B. Plaintiff's Credibility
As the Seventh Circuit recently noted, "[t]he absence of an objective
medical basis which supports the degree of severity of subjective
complaints alleged is just one factor to be considered in evaluating the
credibility of the testimony and complaints." Scheck, 357 F.3d at 703
(citing Polaski v. Heckler, 739 F.2d 1320, 1322 (8th Cir. 1984)). The ALJ
also must consider the following: "(1) the claimant's daily activity; (2)

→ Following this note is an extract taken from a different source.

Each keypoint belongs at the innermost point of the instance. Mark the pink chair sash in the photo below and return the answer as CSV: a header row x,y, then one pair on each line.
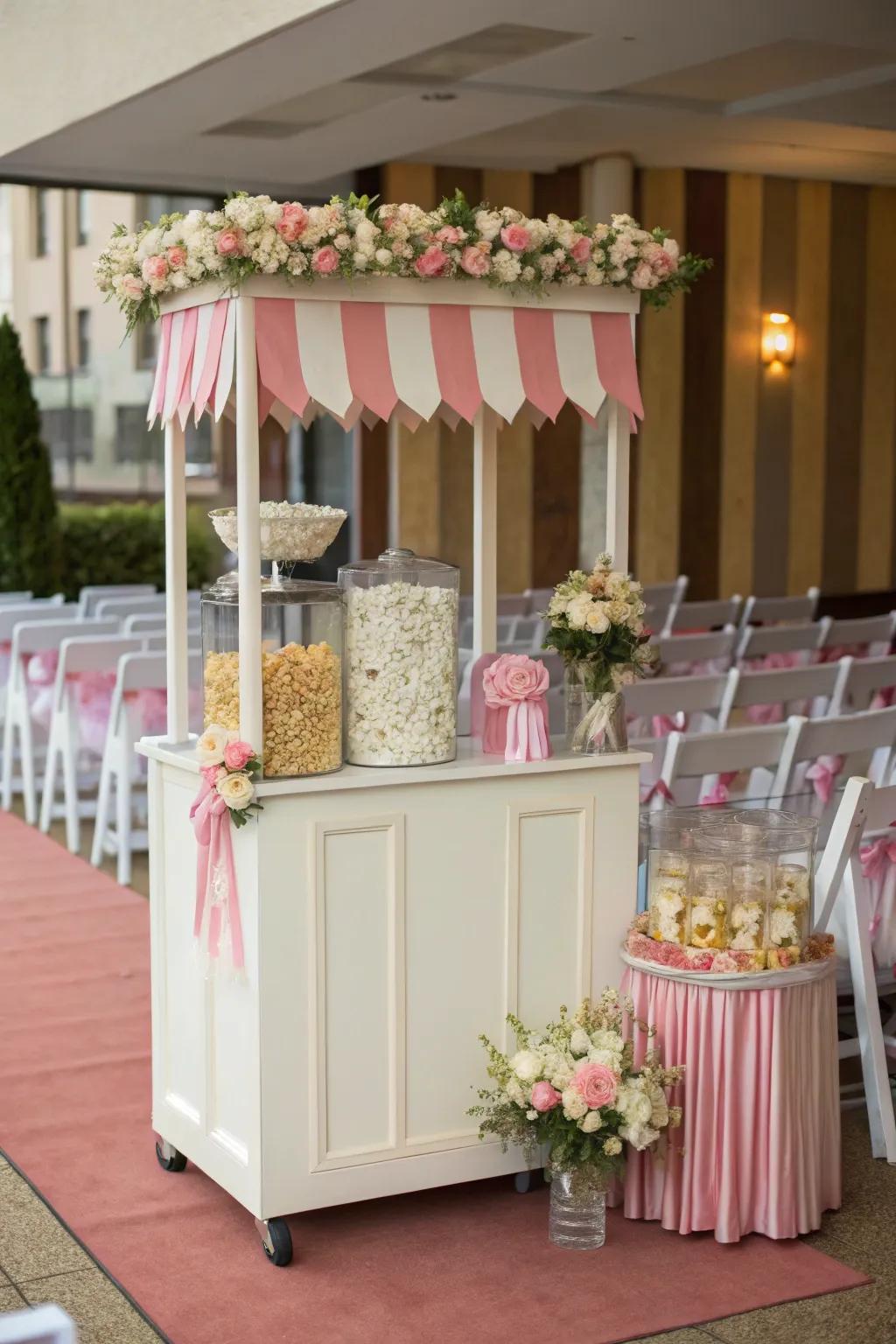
x,y
216,894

the duration, frequency, and intensity of pain; (3) the precipitating and
aggravating factors; (4) dosage, effectiveness, and side effects of
medication; and (5) functional restrictions." Id. Here, the ALJ
reasonably considered these other factors and rejected Plaintiff's claim
The ALJ noted that Aitken drives, attends church, cooks, mows his law,
does laundry and eats in restaurants. Aitken also testified that he could
sit behind a desk to teach. (R. 8-1, Transcript of Record of Proceedings,
at 34.) The ALJ further noted that Aitken had applied for jobs, including one as a substitute teacher. When the ALJ asked Aitken if
he could teach if he received a call to do so, Aitken responded "well, I
would try, yes." (Id. at 34.) Aitken told the ALJ, "I use to teach
Spanish, do you want me to teach Spanish again, find me a job and I'll
teach." (Id. at 47.)
Aitken also is the owner, president, vice-president and treasurer of
Aitken, Incorporated, a bar and restaurant in Justice, Illinois. (Id. at
34-35, 132.) Aitken claimed, however, that he did not work for the
company. He testified that he washed dishes at Aitken one day, but "got
tired of being slapped around" by his partner so he did not go back.
(Id. at 36)
As to Aitken's statements regarding his pain, he testified that he has
pain that comes and goes. (Id. at 41.) Furthermore, from 1985 to 2002,
Aitken admitted that he did not take painkillers continuously or even
intermittently. (Id. at 38-39.) He only took them when he had surgery in
1985 and when he had his subsequent knee surgery. (Id. at 39.) He did
take aspirin at times. (Id.) Viewing the evidence in its entirety, the
ALJ's credibility determination was not "patently wrong." Moreover, given
that the ALJ properly considered the Polaski factors outlined above,
deference to his credibility determination is "especially proper."
Schenck, 357 F.3d at 703.
The Seventh Circuit's recent opinion in Carradine v. Barnhart,
360 F.3d 751 (7th Cir. 2004) does not provide otherwise. In Carradine,
the Seventh Circuit reversed the ALJ's determination of no disability,
finding that the ALJ's credibility determination regarding the claimant's
subjective pain was based on "serious errors in reasoning." Such errors
in reasoning do not exist in this case.
C. Performing Other Jobs Where a claimant cannot perform past relevant work, the burden of proof
shifts to the Commissioner to identify other jobs that the claimant can
perform under step five of the analysis. 20 C.F.R. § 404.1520(f). Here,
the Commissioner properly referred to the Medical Vocational guidelines
(the "grid") to identify other jobs involving light exertional work that
Plaintiff could perform through March 31, 1999 in the national economy,
See Heckler v. Campbell, 461 U.S. 458, 462-65 (1983). The Commissioner
also noted that Plaintiff could perform past relevant work such as
teaching and working at a bar. CONCLUSION
There is substantial evidence in the record to support the ALJ's
conclusion that Aitken was not disabled because he could perform a
limited range of light work as of his date last insured. Accordingly, the
Commission's motion for summary judgment is granted and Plaintiff's
motion for summary judgment is denied.